In Clear Horizon, Amabel continues to be a dominant presence, and a telegram from Michael Shatov sends Miriam reminiscing on their friendship and his marriage proposal which Miriam rejects, but in this book she considers introducing Shatov to Amabel. There’s also a sense that Miriam could be pregnant post her one night stand with Hugo Wilson in Dawn’s Left Hand, but then realises that not to be the case. That’s the first very long chapter and the second chapter entirely consists of a lengthy conversation between Miriam and Hugo Wilson, where Amabel is partly present at the beginning. This meeting only confirms Miriam’s opinion of how different her views are from Hugo’s who continues to be annoying and patronising. It’s then that Miriam decides that the end of her relationship with Hypo is now final.
It suddenly occurred to her that perhaps much of his talk was to be explained by the fact that he had never known that rapture. Had always been shut in and still, in spite of his apparent freedom, was enclosed and enmeshed? If this fact were flung at him, he would freely admit it, with an air of tragic hilarity, while overtly denying it, with a conspiratorial smile to emphasize his relatively large liberties, in order to use the admission as a point of departure for fresh insistence upon their neglected opportunities, while, hovering high above the useless to and fro, would hang the question, sometimes accepted by Amabel and sometimes wistfully denied, as to whether men, however fitted up with incomes and latchkeys and mobility, can ever know freedom-unless they are tramps.
Meanwhile, Richardson’s descriptive powers continue to enthrall as can be seen in the following passage…
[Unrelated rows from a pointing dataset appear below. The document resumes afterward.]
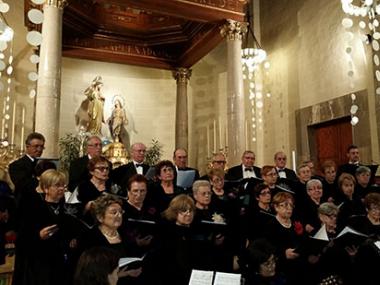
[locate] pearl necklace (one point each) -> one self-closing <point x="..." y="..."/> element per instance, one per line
<point x="111" y="237"/>
<point x="285" y="225"/>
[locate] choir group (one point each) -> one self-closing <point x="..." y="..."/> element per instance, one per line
<point x="270" y="224"/>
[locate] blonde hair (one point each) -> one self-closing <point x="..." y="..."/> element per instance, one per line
<point x="180" y="203"/>
<point x="52" y="177"/>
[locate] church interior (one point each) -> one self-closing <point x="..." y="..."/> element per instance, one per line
<point x="233" y="86"/>
<point x="314" y="65"/>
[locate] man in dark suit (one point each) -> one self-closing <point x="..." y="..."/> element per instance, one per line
<point x="218" y="162"/>
<point x="122" y="174"/>
<point x="280" y="163"/>
<point x="78" y="171"/>
<point x="353" y="161"/>
<point x="180" y="162"/>
<point x="246" y="169"/>
<point x="21" y="171"/>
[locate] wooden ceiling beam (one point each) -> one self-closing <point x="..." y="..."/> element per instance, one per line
<point x="194" y="10"/>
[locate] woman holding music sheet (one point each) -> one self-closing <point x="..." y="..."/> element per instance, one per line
<point x="212" y="225"/>
<point x="308" y="211"/>
<point x="175" y="256"/>
<point x="286" y="235"/>
<point x="45" y="235"/>
<point x="164" y="190"/>
<point x="139" y="227"/>
<point x="367" y="259"/>
<point x="350" y="204"/>
<point x="89" y="190"/>
<point x="108" y="212"/>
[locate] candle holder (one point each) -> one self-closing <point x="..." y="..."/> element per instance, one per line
<point x="8" y="153"/>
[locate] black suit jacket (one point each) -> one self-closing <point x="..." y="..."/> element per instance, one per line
<point x="121" y="175"/>
<point x="22" y="174"/>
<point x="78" y="172"/>
<point x="290" y="174"/>
<point x="236" y="172"/>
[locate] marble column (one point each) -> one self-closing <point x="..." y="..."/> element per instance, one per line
<point x="233" y="32"/>
<point x="182" y="76"/>
<point x="49" y="77"/>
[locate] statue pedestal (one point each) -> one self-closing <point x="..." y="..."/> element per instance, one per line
<point x="116" y="154"/>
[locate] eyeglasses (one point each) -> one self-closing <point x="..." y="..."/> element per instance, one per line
<point x="95" y="145"/>
<point x="64" y="186"/>
<point x="270" y="262"/>
<point x="332" y="216"/>
<point x="102" y="168"/>
<point x="217" y="180"/>
<point x="37" y="146"/>
<point x="116" y="212"/>
<point x="185" y="212"/>
<point x="204" y="194"/>
<point x="167" y="169"/>
<point x="286" y="205"/>
<point x="374" y="208"/>
<point x="138" y="191"/>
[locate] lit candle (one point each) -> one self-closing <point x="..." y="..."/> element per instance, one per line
<point x="13" y="123"/>
<point x="294" y="160"/>
<point x="226" y="135"/>
<point x="2" y="127"/>
<point x="22" y="128"/>
<point x="220" y="133"/>
<point x="246" y="134"/>
<point x="208" y="141"/>
<point x="214" y="124"/>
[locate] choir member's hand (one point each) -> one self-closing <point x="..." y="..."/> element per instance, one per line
<point x="144" y="241"/>
<point x="290" y="254"/>
<point x="47" y="232"/>
<point x="88" y="206"/>
<point x="330" y="199"/>
<point x="219" y="239"/>
<point x="351" y="250"/>
<point x="124" y="271"/>
<point x="309" y="228"/>
<point x="73" y="243"/>
<point x="313" y="259"/>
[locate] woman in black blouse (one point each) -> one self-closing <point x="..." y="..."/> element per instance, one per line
<point x="45" y="235"/>
<point x="164" y="190"/>
<point x="286" y="236"/>
<point x="109" y="216"/>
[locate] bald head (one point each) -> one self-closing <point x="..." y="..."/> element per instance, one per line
<point x="138" y="152"/>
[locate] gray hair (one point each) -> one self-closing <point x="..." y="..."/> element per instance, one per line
<point x="200" y="183"/>
<point x="328" y="208"/>
<point x="311" y="182"/>
<point x="362" y="169"/>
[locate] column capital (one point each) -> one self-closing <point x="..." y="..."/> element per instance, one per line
<point x="60" y="4"/>
<point x="234" y="30"/>
<point x="182" y="74"/>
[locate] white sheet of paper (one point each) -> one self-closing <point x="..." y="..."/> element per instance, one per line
<point x="222" y="278"/>
<point x="201" y="277"/>
<point x="185" y="178"/>
<point x="127" y="260"/>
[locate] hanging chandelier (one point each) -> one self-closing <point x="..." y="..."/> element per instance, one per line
<point x="366" y="7"/>
<point x="252" y="56"/>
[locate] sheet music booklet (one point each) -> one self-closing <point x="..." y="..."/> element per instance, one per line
<point x="201" y="277"/>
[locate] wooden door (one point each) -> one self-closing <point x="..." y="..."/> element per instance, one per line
<point x="331" y="141"/>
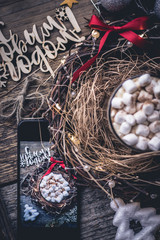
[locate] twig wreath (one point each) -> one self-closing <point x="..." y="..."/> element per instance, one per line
<point x="79" y="124"/>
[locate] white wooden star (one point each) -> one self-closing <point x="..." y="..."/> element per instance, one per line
<point x="132" y="211"/>
<point x="69" y="2"/>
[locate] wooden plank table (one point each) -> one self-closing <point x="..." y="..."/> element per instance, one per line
<point x="96" y="216"/>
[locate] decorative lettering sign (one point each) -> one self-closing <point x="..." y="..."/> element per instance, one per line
<point x="34" y="158"/>
<point x="14" y="52"/>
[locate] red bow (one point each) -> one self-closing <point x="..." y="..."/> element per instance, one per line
<point x="125" y="31"/>
<point x="54" y="162"/>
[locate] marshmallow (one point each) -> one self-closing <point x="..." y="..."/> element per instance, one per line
<point x="155" y="127"/>
<point x="148" y="108"/>
<point x="130" y="119"/>
<point x="65" y="184"/>
<point x="130" y="139"/>
<point x="117" y="103"/>
<point x="154" y="144"/>
<point x="120" y="93"/>
<point x="144" y="80"/>
<point x="48" y="199"/>
<point x="127" y="98"/>
<point x="53" y="199"/>
<point x="120" y="117"/>
<point x="125" y="128"/>
<point x="156" y="90"/>
<point x="129" y="86"/>
<point x="130" y="109"/>
<point x="65" y="193"/>
<point x="52" y="194"/>
<point x="140" y="117"/>
<point x="157" y="134"/>
<point x="154" y="116"/>
<point x="142" y="143"/>
<point x="59" y="198"/>
<point x="116" y="126"/>
<point x="54" y="188"/>
<point x="139" y="106"/>
<point x="113" y="113"/>
<point x="150" y="87"/>
<point x="144" y="96"/>
<point x="142" y="130"/>
<point x="111" y="183"/>
<point x="67" y="188"/>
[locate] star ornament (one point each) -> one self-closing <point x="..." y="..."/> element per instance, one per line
<point x="69" y="2"/>
<point x="125" y="213"/>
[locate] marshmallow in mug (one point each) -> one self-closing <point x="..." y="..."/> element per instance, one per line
<point x="136" y="108"/>
<point x="54" y="188"/>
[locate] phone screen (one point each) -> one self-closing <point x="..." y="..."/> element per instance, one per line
<point x="47" y="206"/>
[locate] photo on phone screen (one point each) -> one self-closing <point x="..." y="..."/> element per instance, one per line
<point x="47" y="195"/>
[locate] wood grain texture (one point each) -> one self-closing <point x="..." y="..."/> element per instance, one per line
<point x="95" y="213"/>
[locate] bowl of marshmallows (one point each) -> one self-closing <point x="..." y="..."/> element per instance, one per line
<point x="134" y="113"/>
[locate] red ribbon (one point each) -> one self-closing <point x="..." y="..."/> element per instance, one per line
<point x="125" y="31"/>
<point x="54" y="162"/>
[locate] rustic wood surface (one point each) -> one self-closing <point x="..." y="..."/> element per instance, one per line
<point x="96" y="214"/>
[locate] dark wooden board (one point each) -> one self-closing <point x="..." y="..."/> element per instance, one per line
<point x="96" y="214"/>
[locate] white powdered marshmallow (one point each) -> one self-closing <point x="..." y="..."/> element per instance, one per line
<point x="59" y="198"/>
<point x="130" y="119"/>
<point x="125" y="128"/>
<point x="120" y="117"/>
<point x="113" y="112"/>
<point x="150" y="87"/>
<point x="142" y="143"/>
<point x="154" y="116"/>
<point x="117" y="103"/>
<point x="130" y="109"/>
<point x="120" y="93"/>
<point x="65" y="193"/>
<point x="144" y="80"/>
<point x="130" y="139"/>
<point x="142" y="130"/>
<point x="148" y="108"/>
<point x="156" y="91"/>
<point x="144" y="96"/>
<point x="116" y="126"/>
<point x="139" y="106"/>
<point x="154" y="144"/>
<point x="129" y="86"/>
<point x="155" y="127"/>
<point x="140" y="117"/>
<point x="127" y="98"/>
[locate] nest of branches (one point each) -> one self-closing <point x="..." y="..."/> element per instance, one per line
<point x="30" y="185"/>
<point x="80" y="130"/>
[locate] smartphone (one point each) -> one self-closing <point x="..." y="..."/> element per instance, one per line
<point x="41" y="213"/>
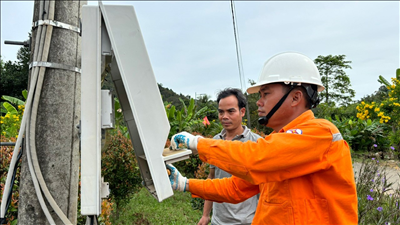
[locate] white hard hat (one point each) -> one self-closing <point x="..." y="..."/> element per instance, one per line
<point x="288" y="67"/>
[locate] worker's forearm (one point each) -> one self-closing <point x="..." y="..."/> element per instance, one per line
<point x="207" y="208"/>
<point x="187" y="185"/>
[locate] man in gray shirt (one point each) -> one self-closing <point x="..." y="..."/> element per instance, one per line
<point x="231" y="109"/>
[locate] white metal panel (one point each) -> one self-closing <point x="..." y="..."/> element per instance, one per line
<point x="90" y="111"/>
<point x="147" y="123"/>
<point x="107" y="110"/>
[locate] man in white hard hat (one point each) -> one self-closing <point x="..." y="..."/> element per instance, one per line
<point x="302" y="170"/>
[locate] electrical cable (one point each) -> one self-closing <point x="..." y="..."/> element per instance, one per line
<point x="12" y="183"/>
<point x="36" y="184"/>
<point x="32" y="131"/>
<point x="237" y="44"/>
<point x="21" y="130"/>
<point x="239" y="59"/>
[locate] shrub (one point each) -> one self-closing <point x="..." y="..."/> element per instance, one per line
<point x="378" y="201"/>
<point x="362" y="135"/>
<point x="120" y="169"/>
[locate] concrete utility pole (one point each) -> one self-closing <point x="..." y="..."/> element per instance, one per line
<point x="57" y="138"/>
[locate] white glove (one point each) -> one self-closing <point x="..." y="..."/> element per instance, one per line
<point x="178" y="182"/>
<point x="184" y="138"/>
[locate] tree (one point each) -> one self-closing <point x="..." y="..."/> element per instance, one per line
<point x="14" y="75"/>
<point x="334" y="78"/>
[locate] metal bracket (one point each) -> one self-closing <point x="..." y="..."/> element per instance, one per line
<point x="56" y="24"/>
<point x="55" y="65"/>
<point x="104" y="189"/>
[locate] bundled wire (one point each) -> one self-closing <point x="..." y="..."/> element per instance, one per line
<point x="41" y="51"/>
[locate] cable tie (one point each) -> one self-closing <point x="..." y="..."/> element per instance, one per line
<point x="55" y="65"/>
<point x="56" y="24"/>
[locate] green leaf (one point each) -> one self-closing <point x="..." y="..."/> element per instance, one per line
<point x="171" y="114"/>
<point x="383" y="81"/>
<point x="13" y="100"/>
<point x="10" y="108"/>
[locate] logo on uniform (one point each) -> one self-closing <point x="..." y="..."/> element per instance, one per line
<point x="294" y="131"/>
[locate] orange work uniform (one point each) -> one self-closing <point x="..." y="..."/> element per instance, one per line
<point x="303" y="173"/>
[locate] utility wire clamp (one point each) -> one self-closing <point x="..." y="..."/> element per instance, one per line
<point x="55" y="65"/>
<point x="56" y="24"/>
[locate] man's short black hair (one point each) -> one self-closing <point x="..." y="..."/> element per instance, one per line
<point x="235" y="92"/>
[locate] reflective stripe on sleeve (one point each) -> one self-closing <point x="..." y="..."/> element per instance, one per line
<point x="337" y="137"/>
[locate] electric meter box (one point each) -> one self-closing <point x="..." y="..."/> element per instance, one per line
<point x="111" y="35"/>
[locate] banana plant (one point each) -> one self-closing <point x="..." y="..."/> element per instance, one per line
<point x="181" y="119"/>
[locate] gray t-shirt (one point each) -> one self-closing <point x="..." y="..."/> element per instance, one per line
<point x="241" y="213"/>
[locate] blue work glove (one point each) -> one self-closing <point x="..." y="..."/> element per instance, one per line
<point x="178" y="182"/>
<point x="184" y="138"/>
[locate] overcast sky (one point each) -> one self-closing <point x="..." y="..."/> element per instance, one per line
<point x="192" y="47"/>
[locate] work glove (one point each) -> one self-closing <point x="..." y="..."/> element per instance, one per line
<point x="185" y="138"/>
<point x="178" y="182"/>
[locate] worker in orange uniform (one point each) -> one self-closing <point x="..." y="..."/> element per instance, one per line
<point x="302" y="170"/>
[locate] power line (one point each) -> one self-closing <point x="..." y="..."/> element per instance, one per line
<point x="238" y="50"/>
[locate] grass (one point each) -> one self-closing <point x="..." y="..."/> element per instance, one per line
<point x="145" y="209"/>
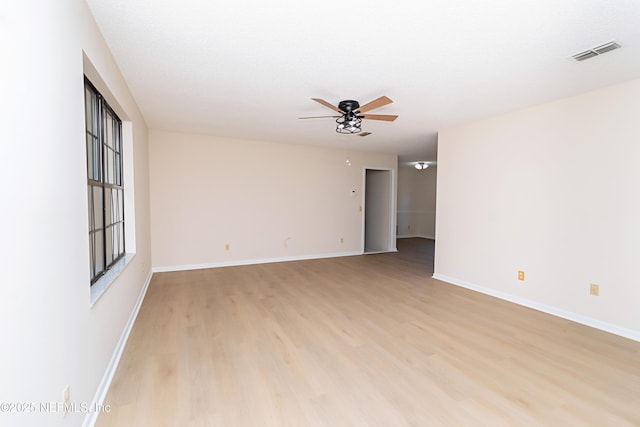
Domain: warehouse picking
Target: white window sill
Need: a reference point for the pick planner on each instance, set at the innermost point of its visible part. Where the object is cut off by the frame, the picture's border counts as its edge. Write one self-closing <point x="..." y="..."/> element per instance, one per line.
<point x="103" y="283"/>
And again, demanding no price for truant contemplation, the heavenly morning received her. Turning, in the fullness of her recently restored freedom, towards the light as towards the contemplative gaze of a lover, she felt its silent stream flood her untenanted being and looked up, and recovered, in swift sequence, and with a more smiting intensity than when she had first come upon them, the earlier gifts of this interrupted spring: the dense little battalions, along the park’s green alley, between tall leafless trees, of new, cold crocus-cups, glossy with living varnish, golden-yellow, transparent mauve, pure frosty white, white with satiny purple stripings; the upper rim of each petal so sharp that it seemed to be cutting for itself a place in the dense, chill air; each flower a little upright figure and a song, proclaiming winter’s end. Then tree-buds in the square seen suddenly, glistening, through softly showering rain. Then the green haze of small leaves: each leaf translucent in the morning and, at night, under the London lamplight, an opaque, exciting, viridian artificiality. And it was with power borrowed from this early light, and from the chance of stillness as perfect as its own, that these memories were smiting through her.
Just as The Tunnel marked Miriam’s entry into London as an independent woman with a career as a dental assistant to Dr Hancock, so does Clear Horizon mark the end of this period of Miriam’s life, a period that encompassed a decade. Having now read 11 of the 13 volumes of Pilgrimage, Miriam’s journey has certainly been interesting although I must say that to me the first six volumes (including Deadlock) were the best. I’m not yet sure whether I’ll continue with the remaining two volumes, we shall see.
That’s it for December. 2022 has been wonderfully rich in terms of reading and I hope that streak continues in 2023 too!